Japonia. Trzęsienie ziemi w Prefekturze Ibaraki
Japońska agencja meteorologiczna poinformowała, że w środę rano doszło do trzęsienia ziemi o magnitudzie 6.0. Epicentrum znajdowało się na morzu,ale wstrząsy były odczuwalne również w Tokio.
04.08.2021 08:34
Trzęsienie ziemi miało miejsce około 40 kilometrów na wschód od wybrzeży Japonii. Synoptycy uspokajają jednak, że nie ma zagrożenia tsunami.
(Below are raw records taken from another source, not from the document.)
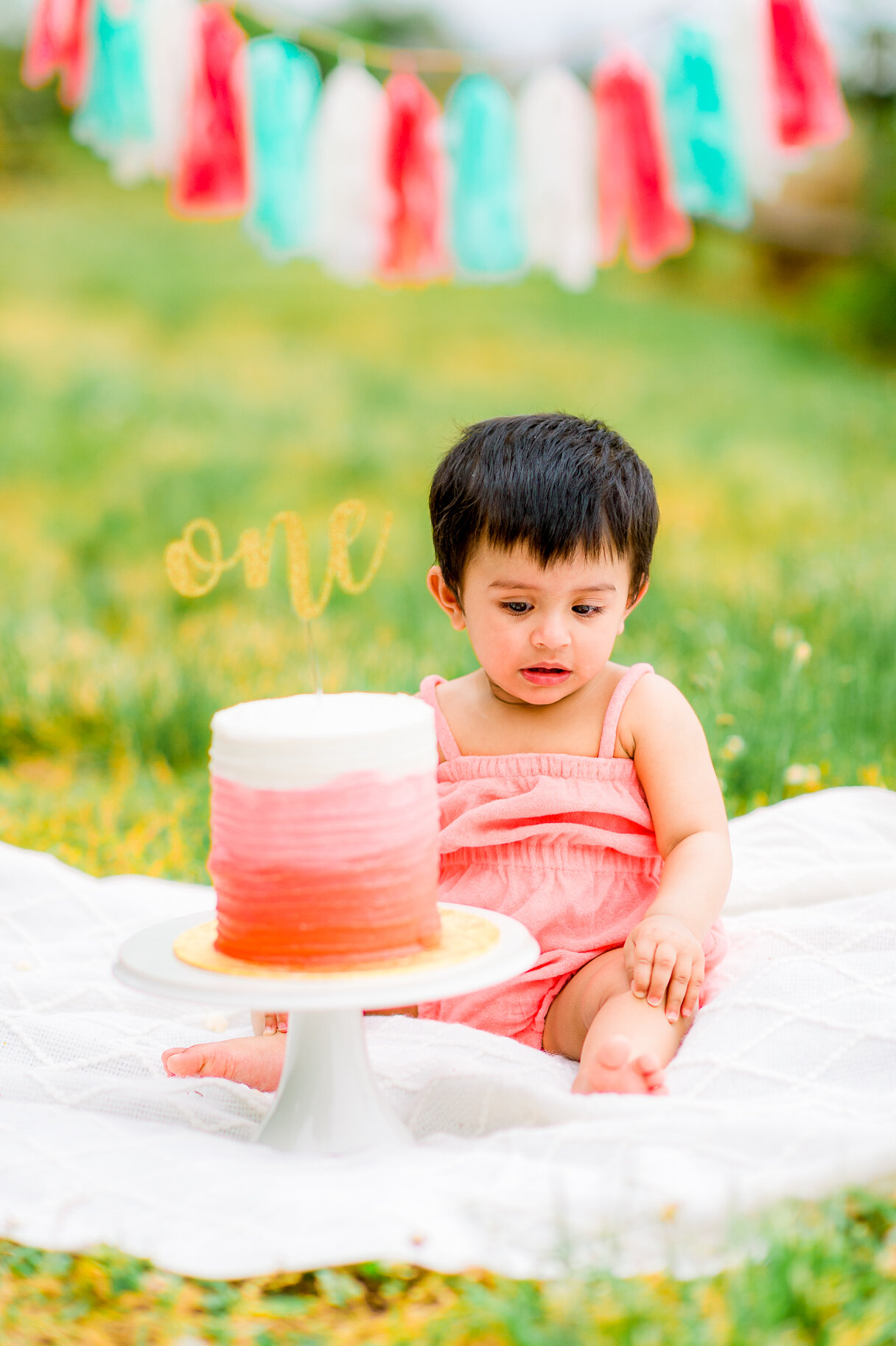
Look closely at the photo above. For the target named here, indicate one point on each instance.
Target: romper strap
(447, 740)
(617, 701)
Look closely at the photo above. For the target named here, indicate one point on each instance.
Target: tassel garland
(559, 154)
(58, 45)
(211, 177)
(374, 180)
(116, 107)
(284, 84)
(809, 102)
(708, 179)
(415, 182)
(633, 169)
(486, 209)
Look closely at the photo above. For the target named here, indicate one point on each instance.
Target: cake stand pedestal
(327, 1101)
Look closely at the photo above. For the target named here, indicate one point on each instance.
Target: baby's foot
(249, 1061)
(612, 1068)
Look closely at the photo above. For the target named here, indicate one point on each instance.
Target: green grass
(827, 1279)
(153, 371)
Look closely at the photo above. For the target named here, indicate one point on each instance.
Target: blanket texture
(786, 1087)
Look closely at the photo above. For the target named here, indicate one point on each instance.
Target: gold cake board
(464, 934)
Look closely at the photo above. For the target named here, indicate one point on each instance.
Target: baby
(578, 794)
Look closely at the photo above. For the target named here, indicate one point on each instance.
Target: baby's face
(542, 633)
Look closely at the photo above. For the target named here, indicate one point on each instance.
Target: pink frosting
(330, 875)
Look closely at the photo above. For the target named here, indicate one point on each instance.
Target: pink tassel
(634, 178)
(58, 42)
(809, 107)
(213, 177)
(415, 182)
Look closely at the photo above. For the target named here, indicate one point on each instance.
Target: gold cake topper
(194, 574)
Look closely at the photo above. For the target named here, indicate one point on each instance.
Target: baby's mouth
(545, 675)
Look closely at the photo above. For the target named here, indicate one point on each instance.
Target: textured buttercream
(301, 742)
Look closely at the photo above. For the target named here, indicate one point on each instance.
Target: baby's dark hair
(553, 483)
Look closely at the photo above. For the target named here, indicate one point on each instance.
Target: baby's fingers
(679, 988)
(664, 964)
(692, 996)
(642, 965)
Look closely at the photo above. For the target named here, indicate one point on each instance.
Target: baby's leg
(622, 1043)
(249, 1061)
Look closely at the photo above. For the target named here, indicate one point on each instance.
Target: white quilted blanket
(786, 1087)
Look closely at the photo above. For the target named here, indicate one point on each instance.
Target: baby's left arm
(664, 953)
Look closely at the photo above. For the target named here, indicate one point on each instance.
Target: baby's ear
(446, 598)
(637, 599)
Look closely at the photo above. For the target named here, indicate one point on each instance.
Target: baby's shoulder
(654, 706)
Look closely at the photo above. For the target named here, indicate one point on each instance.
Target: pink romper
(565, 844)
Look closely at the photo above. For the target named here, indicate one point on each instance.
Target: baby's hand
(664, 957)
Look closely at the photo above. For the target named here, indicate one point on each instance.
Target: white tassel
(349, 174)
(559, 156)
(169, 39)
(746, 62)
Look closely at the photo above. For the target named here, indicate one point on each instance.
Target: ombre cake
(324, 828)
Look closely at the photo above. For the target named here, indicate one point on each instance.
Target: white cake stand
(327, 1101)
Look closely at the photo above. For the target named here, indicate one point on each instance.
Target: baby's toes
(183, 1061)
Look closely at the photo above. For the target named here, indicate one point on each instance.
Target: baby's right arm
(672, 758)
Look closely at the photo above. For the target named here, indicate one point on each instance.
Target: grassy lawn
(154, 371)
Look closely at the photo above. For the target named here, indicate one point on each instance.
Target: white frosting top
(298, 742)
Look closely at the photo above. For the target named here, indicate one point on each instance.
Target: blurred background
(155, 368)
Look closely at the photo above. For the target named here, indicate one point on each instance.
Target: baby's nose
(553, 634)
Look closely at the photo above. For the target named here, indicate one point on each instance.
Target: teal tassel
(486, 206)
(116, 107)
(284, 84)
(708, 175)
Wstrząsy wyczuwalne były również Tokio, o czym w mediach społecznościowych informowali m.in. przebywający w wiosce olimpijskiej dziennikarze. "W Tokio zatrzęsła się ziemia. Wstrząsy czuję już od 30 sekund" - napisał na Twitterze korespondent CNN Willl Ripley.
"Poczułem coś, co wydawało się być trzęsieniem ziemi w Tokio. Około 5:30 w środę i trwało przez dobre 20 sekund. Co ciekawe, moja ekipa 3 piętra pode mną nic nie czuła" poinformował dziennikarz NBC, Lester Holt
Japonia. 10 lat od wielkiej katastrofy
W tym roku minęło 10 lat od jednej z najtragiczniejszych katastrof naturalnych w historii Japonii. 11 marca 2011 roku na wschód od brzegów regionu Tohoku doszło do trzęsienia ziemi o magnitudzie 9. W wyniku kataklizmu zginęło niemal 16 tysięcy osób, a ponad 2 tysiące wciąż uznawane są za zaginione.
Wskutek trzęsienia wytworzyła się śmiercionośna fala tsunami, która miała średnią wysokość 10 metrów i wdarła się aż 10 kilometrów wgłąb lądu. Wiele miejscowości zostało zrównanych z ziemią. Fala uderzyła również w elektrownię atomową w Fukushimie, powodując awarię w trzech reaktorach jądrowych. Doszło do ogromnego skażenia środowiska, które porównywane jest z tym, do którego doszło po wybuchhu reaktora w Czarnobylu.